Мой кулак крепко врезал в костлявую челюсть, противник на миг замер. Я добавил еще разок и весьма славно… Хекнув, душитель откинулся, и третий удар пришелся в пустоту. Черт, вот же невезение — я снова потерял ориентиры! Меня схватили за волосы, попытались загнуть голову. Шею вновь полоснуло болью, но я больше не собирался позволять себя грызть. Мы покатились в отвратительно объятии, я порывался как следует врезать, он довольно бессмысленно хватал меня за одежду, пытаясь вновь добраться до горла. У меня мелькнула мысль, что этот герой малость послабее даже средненького слепца-британца, но тут он опять умудрился вцепиться в мои волосы. Прием не смертельный, но чертовски болезненный.

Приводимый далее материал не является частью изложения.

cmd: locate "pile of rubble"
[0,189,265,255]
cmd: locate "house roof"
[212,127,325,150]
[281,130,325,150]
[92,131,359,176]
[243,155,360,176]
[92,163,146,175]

— Удавлю! — заорал я, опрокидывая его на лопатки. Размахнуться как следует не удавалось, меня рвали и драли, будто в драке подвыпивших прачек. Молотя куда попало, я чуть не выбил пальцы, крепко врезав по корню. Вот же невезенье! От моих волос, должно быть, мало что осталось — противник цеплялся за них, за уши, за бинт, раздирая все, до чего мог дотянуться…
Я осознал, что подо мной вовсе не Сан — узкое искаженное лицо того высокого волонтера, совершенно безумное, в темных пятнах-прорехах. Черт, да я дрался словно с мертвецом! Сорванные бинты хлестали по этой ужасной роже. В ошеломлении я врезал апперкотом левой, добавил хуком с правой:
— Отстань, дурень!
Он обмяк и уставился на меня. Я слышал, как от катера к нам бегут, ругаются, размахивают фонарем — пятна света суматошно прыгали по кустам. И тут до меня докатилась боль — глаза вновь выжигало. Я слабо ткнул кулаком в нос врагу и обессилев повалился на бок — в глазах дрожали и плыли ослепительные радужные пятна…
— Замерли! Стрелять буду! — во всю мочь вопил Сэлби.
Да я и так уже шевельнуться не мог, почти оглохнув от боли в голове и лишь заслонял глаза относительно чистыми тыльными сторонами ладоней.
— Вот же они сцепились, — услышал я голос склонившегося над нами Магнуса. — Что стряслось-то?
— Волонтер спятил, — простонал я, раскачивая тупеющей от боли головой. — Набросился, принялся душить и кусать. Док, черт возьми, я сейчас сдохну!
— Не лезь лапами к глазам! — скомандовал доктор. — Сейчас промою.
Я стонал и не притворялся — глаза по-прежнему выжигало. Но я был готов хохотать и презирать эту невыносимую боль. Я видел! Пусть всего несколько секунд, но я видел. Исхудавшее, почти не отличимое от черепа лицо безымянного волонтера, язвы на его щеках, длинный клок волос, прилипший к костлявому лбу, безумные глаза — что может быть прекраснее! Я видел, видел, видел!
… — Боль слабеет? — спросил Док. — Компресс должен подействовать.